Штемпель - Москва (13 писем в провинцию)
Шрифт:
Письмо третье
Когда я ехал в Москву, в моем чемодане под туго затянутыми ремнями лежали: три смены белья, три "Критики" Канта, разрозненный том Соловьева, кой-какой холостяцкий скарб да около полуфунта рекомендательных писем. Письма были обвязаны шпагатом: сдернув его, я превратился в "подателя сего" и стал бродить от звонка к звонку. На дверях рядом с дверными ручками я обыкновенно прочитывал билетик: такому-то два протяжных и один короткий; этакому-то три коротких, и все. Я звонил, как указывали билетики: и продолжительно, и коротко, с тщанием отсчитывая толчки пальца о кнопку,- и всегда получалось одно и то же: сначала вскрывали конверт и пробегали глазами по тексту, а потом и меня - вскрывали и пробегали.

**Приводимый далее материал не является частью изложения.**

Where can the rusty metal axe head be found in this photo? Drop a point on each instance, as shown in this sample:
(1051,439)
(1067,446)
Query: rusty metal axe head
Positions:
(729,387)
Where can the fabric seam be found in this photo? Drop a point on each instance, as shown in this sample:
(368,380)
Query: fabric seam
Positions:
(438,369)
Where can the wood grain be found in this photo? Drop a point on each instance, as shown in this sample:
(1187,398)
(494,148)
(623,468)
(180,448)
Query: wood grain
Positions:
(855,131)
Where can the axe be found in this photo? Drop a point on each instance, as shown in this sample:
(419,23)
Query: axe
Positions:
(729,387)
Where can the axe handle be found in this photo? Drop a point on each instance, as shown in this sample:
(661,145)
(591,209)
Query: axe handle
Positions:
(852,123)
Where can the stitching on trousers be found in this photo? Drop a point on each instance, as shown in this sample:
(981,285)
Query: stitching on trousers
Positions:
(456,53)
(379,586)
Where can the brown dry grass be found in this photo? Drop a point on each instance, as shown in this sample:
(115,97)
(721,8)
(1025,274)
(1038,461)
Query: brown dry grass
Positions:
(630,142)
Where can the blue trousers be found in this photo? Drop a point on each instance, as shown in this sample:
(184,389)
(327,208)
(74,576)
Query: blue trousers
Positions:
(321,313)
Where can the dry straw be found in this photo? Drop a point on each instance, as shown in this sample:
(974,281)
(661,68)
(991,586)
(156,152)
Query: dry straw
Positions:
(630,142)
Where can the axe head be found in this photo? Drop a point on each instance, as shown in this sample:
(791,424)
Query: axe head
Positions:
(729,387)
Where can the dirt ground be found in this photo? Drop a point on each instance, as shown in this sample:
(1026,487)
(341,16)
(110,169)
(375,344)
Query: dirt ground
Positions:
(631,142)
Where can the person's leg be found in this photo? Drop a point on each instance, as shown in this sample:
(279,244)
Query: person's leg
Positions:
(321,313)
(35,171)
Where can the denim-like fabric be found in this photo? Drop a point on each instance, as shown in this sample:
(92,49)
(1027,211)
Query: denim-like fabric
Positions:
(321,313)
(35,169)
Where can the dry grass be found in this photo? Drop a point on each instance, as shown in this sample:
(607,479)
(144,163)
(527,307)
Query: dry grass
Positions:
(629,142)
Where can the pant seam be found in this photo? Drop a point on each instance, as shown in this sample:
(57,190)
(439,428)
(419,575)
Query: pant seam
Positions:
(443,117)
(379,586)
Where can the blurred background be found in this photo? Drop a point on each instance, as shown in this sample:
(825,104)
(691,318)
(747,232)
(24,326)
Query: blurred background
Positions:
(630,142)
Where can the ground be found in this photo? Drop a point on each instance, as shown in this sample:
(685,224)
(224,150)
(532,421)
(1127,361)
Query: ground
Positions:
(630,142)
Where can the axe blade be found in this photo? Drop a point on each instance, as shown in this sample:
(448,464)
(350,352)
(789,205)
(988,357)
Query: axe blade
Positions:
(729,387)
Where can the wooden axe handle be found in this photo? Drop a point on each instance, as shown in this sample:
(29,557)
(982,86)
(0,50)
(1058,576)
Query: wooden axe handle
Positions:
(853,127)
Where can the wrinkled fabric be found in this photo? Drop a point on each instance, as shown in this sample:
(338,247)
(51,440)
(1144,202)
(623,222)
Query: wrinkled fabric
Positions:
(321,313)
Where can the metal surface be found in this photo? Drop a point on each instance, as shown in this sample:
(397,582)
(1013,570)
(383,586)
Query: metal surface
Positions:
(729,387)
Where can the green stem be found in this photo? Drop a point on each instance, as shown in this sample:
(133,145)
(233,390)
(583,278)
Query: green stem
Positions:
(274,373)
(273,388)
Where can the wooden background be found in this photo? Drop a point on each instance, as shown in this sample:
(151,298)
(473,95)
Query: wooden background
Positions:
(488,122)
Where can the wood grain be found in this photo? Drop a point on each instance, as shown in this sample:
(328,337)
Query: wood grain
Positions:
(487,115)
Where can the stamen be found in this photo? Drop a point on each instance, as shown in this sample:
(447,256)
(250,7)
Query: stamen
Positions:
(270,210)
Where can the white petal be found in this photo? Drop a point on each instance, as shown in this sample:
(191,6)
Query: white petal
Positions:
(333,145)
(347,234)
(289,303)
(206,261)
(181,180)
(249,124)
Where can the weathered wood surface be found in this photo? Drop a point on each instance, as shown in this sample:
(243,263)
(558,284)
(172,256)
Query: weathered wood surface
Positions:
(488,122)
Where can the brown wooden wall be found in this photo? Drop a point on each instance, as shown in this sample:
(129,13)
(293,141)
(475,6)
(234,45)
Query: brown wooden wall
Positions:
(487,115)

И, слушая мягкий защелк американского замка, я считал, мой друг, шершавые ступеньки лестницы, ведущей книзу, и приискивал метафоры. Образ истертой звонковой кнопки мне быстро надоел. Однажды, проходя по рынку, я заметил нечто более пригодное: люди, теснящиеся меж лотков и рундуков рынка, хорошо знают, что такое сдоба, обыкновенная сдоба, выставленная мальчишкой-продавцом для щупа, то есть на предмет испытания недоверчивым покупателем добротности товара. Груда сдоб лежит, теплая и пухлая, под холстиной в корзине. Но поверх холста всегда одним-одна, выставленная под щупающие пальцы булка: проходящие, торопясь со своими портфелями, саками и мешками на службу и по хозяйству, хватают одинокую сдобу - то коротким и резким давком, то долго и раздумчиво мнут ее в ладонях,- и опять она зябнет поверх холстины, разлученная с себе подобными; золотистая корка на ней, отхрустев, давно уже осыпалась, теплое тело иззябло и все в грубых вдав-линах и ямах - от щупа.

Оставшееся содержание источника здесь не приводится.